Chronic lymphocytic leukemia (CLL) is the most prevalent leukemia in the Western world.
CLL most commonly occurs in older adults, as the median age of diagnosis is 70 years. The
diagnosis is based on persistent lymphocytosis in blood, bone marrow and lymphatic organs.
With duration of the disease patients develop “B symptoms”, that are characteristic for CLL
progression. Progress of the disease vastly differs between patients, which is usually based on
their individual genetic and cytogenetic characteristics. In asymptomatic stages of CLL
patients do not receive therapy and are closely monitored until the onset of further
complications. While CLL is generally considered incurable, it is commonly treated with
chemoimmunotherapy which combines chemotherapeutics (fludarabine, cyclophosphamide)

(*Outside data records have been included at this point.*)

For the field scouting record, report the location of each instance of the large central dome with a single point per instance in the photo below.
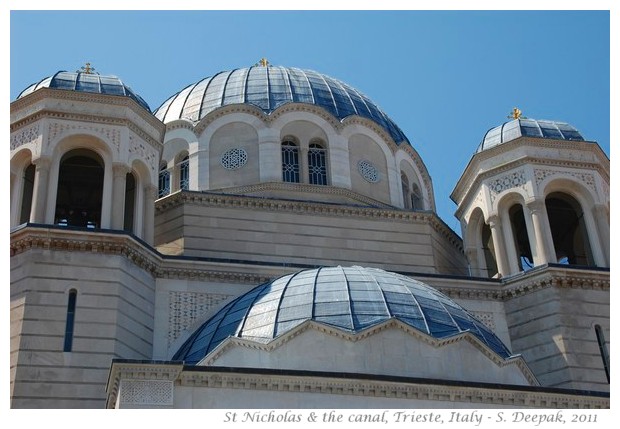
(269, 87)
(348, 298)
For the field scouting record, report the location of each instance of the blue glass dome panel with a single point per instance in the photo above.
(528, 128)
(269, 88)
(86, 82)
(348, 298)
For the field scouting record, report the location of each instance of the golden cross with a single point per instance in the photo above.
(516, 113)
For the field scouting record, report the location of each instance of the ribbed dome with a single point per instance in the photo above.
(516, 128)
(86, 82)
(269, 87)
(348, 298)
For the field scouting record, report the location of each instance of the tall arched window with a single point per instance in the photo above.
(80, 189)
(184, 173)
(404, 183)
(27, 192)
(164, 181)
(600, 338)
(568, 229)
(290, 162)
(70, 320)
(317, 164)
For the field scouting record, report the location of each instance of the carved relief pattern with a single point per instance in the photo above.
(512, 180)
(486, 318)
(25, 136)
(585, 178)
(186, 307)
(147, 392)
(143, 151)
(109, 134)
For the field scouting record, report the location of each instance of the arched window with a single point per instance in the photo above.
(184, 173)
(27, 192)
(70, 320)
(164, 181)
(290, 162)
(80, 189)
(317, 164)
(404, 183)
(600, 338)
(568, 229)
(521, 238)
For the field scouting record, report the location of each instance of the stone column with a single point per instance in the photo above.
(601, 218)
(545, 250)
(269, 155)
(119, 181)
(499, 245)
(472, 258)
(150, 194)
(40, 190)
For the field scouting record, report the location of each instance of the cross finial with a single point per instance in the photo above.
(516, 113)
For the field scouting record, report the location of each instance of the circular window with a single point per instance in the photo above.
(368, 171)
(234, 158)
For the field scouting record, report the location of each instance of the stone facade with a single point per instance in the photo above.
(186, 216)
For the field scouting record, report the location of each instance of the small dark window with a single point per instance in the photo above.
(290, 162)
(317, 165)
(600, 337)
(70, 321)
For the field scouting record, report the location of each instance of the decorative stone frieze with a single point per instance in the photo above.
(58, 129)
(585, 178)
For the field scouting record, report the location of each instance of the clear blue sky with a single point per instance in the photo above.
(444, 77)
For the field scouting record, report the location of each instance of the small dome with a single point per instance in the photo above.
(269, 87)
(86, 82)
(348, 298)
(516, 128)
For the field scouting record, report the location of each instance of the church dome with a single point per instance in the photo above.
(269, 87)
(86, 82)
(523, 127)
(348, 298)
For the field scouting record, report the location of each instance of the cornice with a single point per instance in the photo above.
(88, 97)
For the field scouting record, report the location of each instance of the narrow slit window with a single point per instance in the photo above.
(70, 320)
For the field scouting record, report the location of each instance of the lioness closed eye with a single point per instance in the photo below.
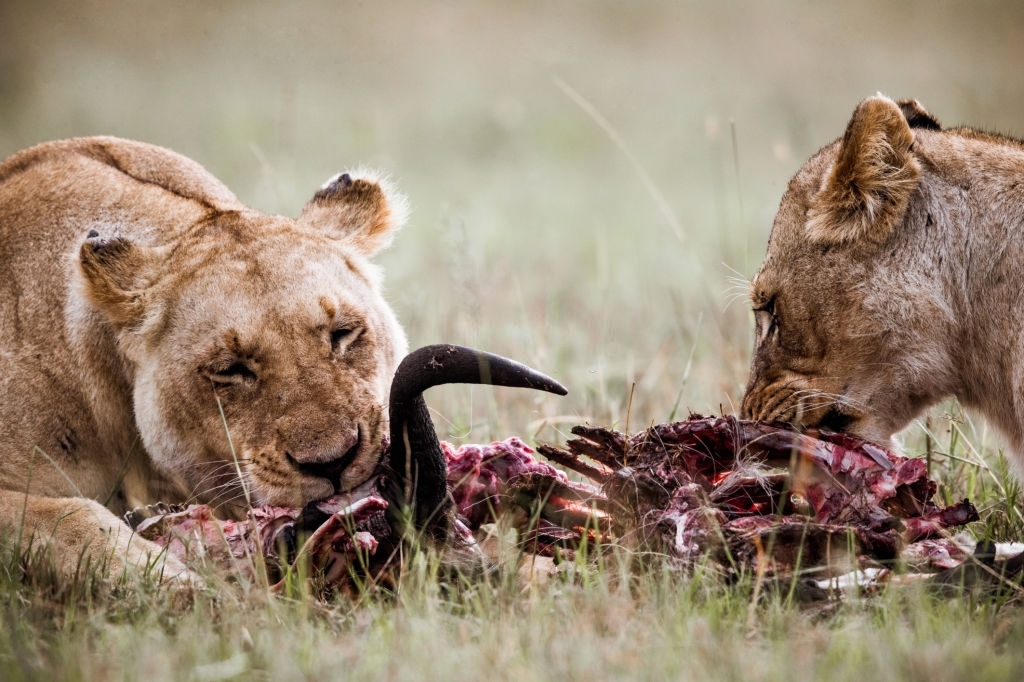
(159, 340)
(894, 278)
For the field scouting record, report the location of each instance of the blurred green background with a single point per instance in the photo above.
(590, 181)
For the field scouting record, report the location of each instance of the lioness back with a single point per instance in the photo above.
(158, 338)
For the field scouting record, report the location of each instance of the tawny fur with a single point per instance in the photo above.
(893, 279)
(158, 337)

and monoclonal antibodies (rituximab). Patients with certain genetic characteristics, such as
del(17p) or TP53 variants do not respond well to chemoimmunotherapy. Targeted therapy
targets individual molecules that play a key role in cell signaling resulting in decreased
proliferation of leukemic cells. Targeted therapy of CLL includes Bruton's tytosine kinase
(BTK) inhibitors (ibrutinib, acalabrutinib), BCL-2 inhibitors (venetoclax) and
phosphatidylinositol 3-kinase (PI3K) inhibitors (idelalisib). Despite improvement in clinical
outcomes a significant percentage of patients develops resistance to targeted therapy.

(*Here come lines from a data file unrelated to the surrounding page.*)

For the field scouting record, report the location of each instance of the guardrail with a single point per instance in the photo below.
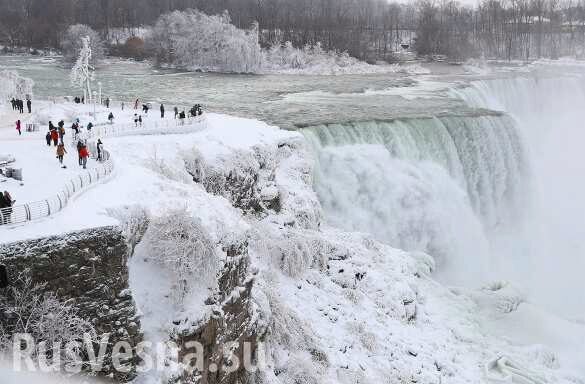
(44, 208)
(150, 127)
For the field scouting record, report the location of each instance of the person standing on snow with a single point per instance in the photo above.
(84, 154)
(6, 204)
(100, 147)
(55, 136)
(79, 146)
(61, 151)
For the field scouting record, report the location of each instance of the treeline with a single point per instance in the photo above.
(513, 29)
(367, 29)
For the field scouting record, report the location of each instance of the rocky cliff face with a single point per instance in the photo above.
(89, 270)
(229, 331)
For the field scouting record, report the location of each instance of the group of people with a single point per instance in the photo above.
(18, 105)
(56, 134)
(6, 204)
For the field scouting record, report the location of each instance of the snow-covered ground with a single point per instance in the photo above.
(340, 307)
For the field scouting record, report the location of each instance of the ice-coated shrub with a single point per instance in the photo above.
(234, 176)
(179, 242)
(26, 308)
(293, 251)
(14, 85)
(194, 40)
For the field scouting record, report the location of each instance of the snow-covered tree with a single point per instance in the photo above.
(26, 308)
(82, 72)
(14, 85)
(194, 40)
(311, 58)
(179, 242)
(71, 44)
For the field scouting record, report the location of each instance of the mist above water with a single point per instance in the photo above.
(490, 197)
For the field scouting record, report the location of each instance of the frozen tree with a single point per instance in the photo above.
(72, 45)
(82, 72)
(194, 40)
(179, 242)
(26, 308)
(14, 85)
(310, 58)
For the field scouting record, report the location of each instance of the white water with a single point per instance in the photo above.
(550, 112)
(440, 185)
(490, 197)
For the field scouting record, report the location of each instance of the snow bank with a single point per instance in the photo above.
(313, 60)
(339, 307)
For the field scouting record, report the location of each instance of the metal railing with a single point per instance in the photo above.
(150, 127)
(43, 208)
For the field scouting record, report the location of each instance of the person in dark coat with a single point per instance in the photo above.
(100, 148)
(55, 137)
(79, 146)
(7, 204)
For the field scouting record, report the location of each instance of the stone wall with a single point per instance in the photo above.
(88, 269)
(230, 322)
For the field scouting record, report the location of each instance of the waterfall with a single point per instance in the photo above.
(549, 111)
(440, 185)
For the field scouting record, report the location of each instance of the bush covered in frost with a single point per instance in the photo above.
(14, 85)
(26, 308)
(179, 242)
(193, 40)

Resistance most likely occurs as a consequence of genetic variants in a drug's binding site on
the targeted protein. The leading cause of ibrutinib resistance is a BTK variant in the binding-
site for ibrutinib, followed by the PLCG2 variant that causes constant activation of cell
signaling even in the presence of ibrutinib. In the Specialised Haematology Laboratory of the
Clinical Department of Haematology, University Clinical Centre Ljubljana we performed
determination of genetic variants that cause resistance to targeted therapy of CLL in patients
who have been receiving ibrutinib for more than two years. We collected blood samples from
patients following informed consent, performed DNA isolation and analysis by NGS. After
software analysis of the results we determined the presence of multiple genetic variants that
impact prognosis and therapy response in most patients. We found BTK variants in 28,6 % of
observed patients while clinically significant PLCG2 and BCL2 variants weren't found. Genes
that may predict clinical outcome were also analysed (TP53, NOTCH1, SF3B1), where we
found TP53 variants in more than a third of patients, while either NOTCH1 or SF3B1 variants
were found in majority of patients. We have shown that determining specific genetic variants
is crucial for prediction of disease progression and therapeutic response in CLL patients.